If you are thinking about having new flooring installed, it is easy to get overwhelmed with all the choices. The look of the flooring is important, and there are many choices for all our different tastes.
The first thing to consider is exactly how the floor is going to be used — which sounds like a silly thing until you really start thinking about it. The amount of traffic, type of traffic (kids, pets, seniors, etc.) should be factored into your flooring choice and will help you make a wise decision.
Here are some of the benefits and downfalls of the most popular flooring options, and an idea of what you could expect to pay:
Carpet has lots of advantages. It gives a room a soft, warm, and cozy feel and is easy on bad hips and knees. It is also the most affordable of the common flooring. It is normally sold by the yard, with padding and labor included. The cost can range from $20 to over $40 per yard ($2.22 to $4.44 per square foot). Installation is almost always just one day.
The downside of carpet and the reason it has fallen out of trend lately is that it harbors dirt. In a low traffic room without kids and pets, it’s no problem, but dirty feet and paws and a wayward red-dyed fruit drink can make a mess of it in a hurry.

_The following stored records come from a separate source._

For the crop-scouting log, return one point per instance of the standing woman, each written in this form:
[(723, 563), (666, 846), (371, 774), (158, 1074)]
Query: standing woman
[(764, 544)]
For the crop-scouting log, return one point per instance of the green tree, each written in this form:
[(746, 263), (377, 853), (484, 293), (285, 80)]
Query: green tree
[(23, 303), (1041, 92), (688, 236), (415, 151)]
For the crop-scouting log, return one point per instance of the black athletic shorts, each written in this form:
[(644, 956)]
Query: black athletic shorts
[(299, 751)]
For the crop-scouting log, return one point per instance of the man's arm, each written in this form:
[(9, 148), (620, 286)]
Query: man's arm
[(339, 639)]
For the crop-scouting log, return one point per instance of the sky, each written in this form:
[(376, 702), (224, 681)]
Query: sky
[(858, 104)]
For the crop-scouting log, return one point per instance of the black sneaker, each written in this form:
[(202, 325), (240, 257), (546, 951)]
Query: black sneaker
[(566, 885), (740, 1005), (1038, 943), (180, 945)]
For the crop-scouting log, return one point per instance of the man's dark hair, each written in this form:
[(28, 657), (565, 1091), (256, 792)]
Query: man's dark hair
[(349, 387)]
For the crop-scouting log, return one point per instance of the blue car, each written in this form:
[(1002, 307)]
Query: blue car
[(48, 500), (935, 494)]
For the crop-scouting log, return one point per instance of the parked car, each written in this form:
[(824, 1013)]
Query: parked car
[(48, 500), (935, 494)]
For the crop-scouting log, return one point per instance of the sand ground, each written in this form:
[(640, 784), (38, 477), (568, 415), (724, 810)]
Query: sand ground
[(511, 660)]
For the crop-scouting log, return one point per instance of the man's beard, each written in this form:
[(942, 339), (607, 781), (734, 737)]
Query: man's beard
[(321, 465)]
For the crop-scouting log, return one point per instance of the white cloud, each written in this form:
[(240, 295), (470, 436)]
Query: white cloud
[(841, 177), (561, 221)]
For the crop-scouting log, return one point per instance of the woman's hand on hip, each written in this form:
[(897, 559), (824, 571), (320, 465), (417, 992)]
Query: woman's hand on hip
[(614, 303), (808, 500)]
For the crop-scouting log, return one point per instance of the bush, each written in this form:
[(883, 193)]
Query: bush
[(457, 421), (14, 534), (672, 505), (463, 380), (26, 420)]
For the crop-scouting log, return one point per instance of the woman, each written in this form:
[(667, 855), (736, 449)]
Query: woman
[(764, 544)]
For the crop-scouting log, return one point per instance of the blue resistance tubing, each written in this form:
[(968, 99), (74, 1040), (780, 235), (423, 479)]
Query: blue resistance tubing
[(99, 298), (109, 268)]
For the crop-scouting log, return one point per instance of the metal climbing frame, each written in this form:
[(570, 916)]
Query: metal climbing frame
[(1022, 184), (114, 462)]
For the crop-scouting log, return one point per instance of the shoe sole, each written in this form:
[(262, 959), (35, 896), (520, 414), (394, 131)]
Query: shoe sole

Hardwood has become the floor of choice as carpet has fallen out of favor. It is the total opposite of carpet in function and cost. If a good polyurethane sealer is used, dirt and mud—and the occasional wet spot—are no problem to clean up.
The downsides are the cost, and the fact that the installation is very invasive. I suggest the homeowner find someplace else to stay during installation. There is a lot of noise, dust, and smells that go along with the time-consuming installation. However, the “wow factor” when it is finished, and the timelessness of the look, is worth the investment. The cost will be about $10 per square foot.
Engineered hardwood floors were designed to lower the cost and invasiveness of a hardwood floor installation. The flooring is composed of multiple layers of wood or composite wood. The grain in these layers runs 90 degrees from one to the next, and this gives the board strength and stability. The floor is prefinished at the factory so the installation is a few days with minimum mess.
The downside is that there are a lot of poorly-made engineered hardwood floors out there. The worst are the ones that use a composite wood for the structure that is basically cardboard. If liquid sits on the floor too long and seeps between the cracks, the composite wood swells and the floor is ruined. Most of these floors can’t be refinished because the top veneer is micro thin. The cost for a good engineered hardwood floor installed is about $8.00 per square foot.
Also known as a floating floor, the laminate floor is a low-cost alternative to hardwood floors. It is plastic with the wood grain photographed or laminated on. The floor snaps together and sits on padding—similar to one that goes under carpet— but thinner. The surface of the floor holds up well to traffic and doesn’t scratch easily. The cost is about $5.00 per square foot installed, and has the potential of a do-it-yourself installation, which would save you about $2.00 per square foot.
The downside is that like the engineered wood, standing water will ruin it. The floor is noisy to walk on, giving off an echoing effect.
Tile is very durable, withstands water and is easy to clean. There are a wide variety of looks and textures. With a little creativity, anything from a simple look to a rich and elegant look can be achieved.
The downsides are it can be hard on old knees and hips. If you have a shifting foundation, cracks and loose grout can be a problem. Tile installed starts about $8.00 a square foot and can go way up from there depending on how custom the job is.
Today’s vinyl is nothing like it was a decade or two ago. Technological advances have made the quality and appearance of vinyl much better. It is made to look like stone, wood, tile and many other things. It’s easy to walk on and affordable. You can find a wide variety of quality styles for less than $5.00 per square foot.
The downside is that it can tear, and dent. If it has a lot of pattern in it, it can be a grime catcher as well.
Flooring is a big investment. Do your homework to be sure you are putting the right floor in for the long term. Also read the manufacturer’s recommendations for cleaning and maintaining your new floor so you can get the most life and use out of it.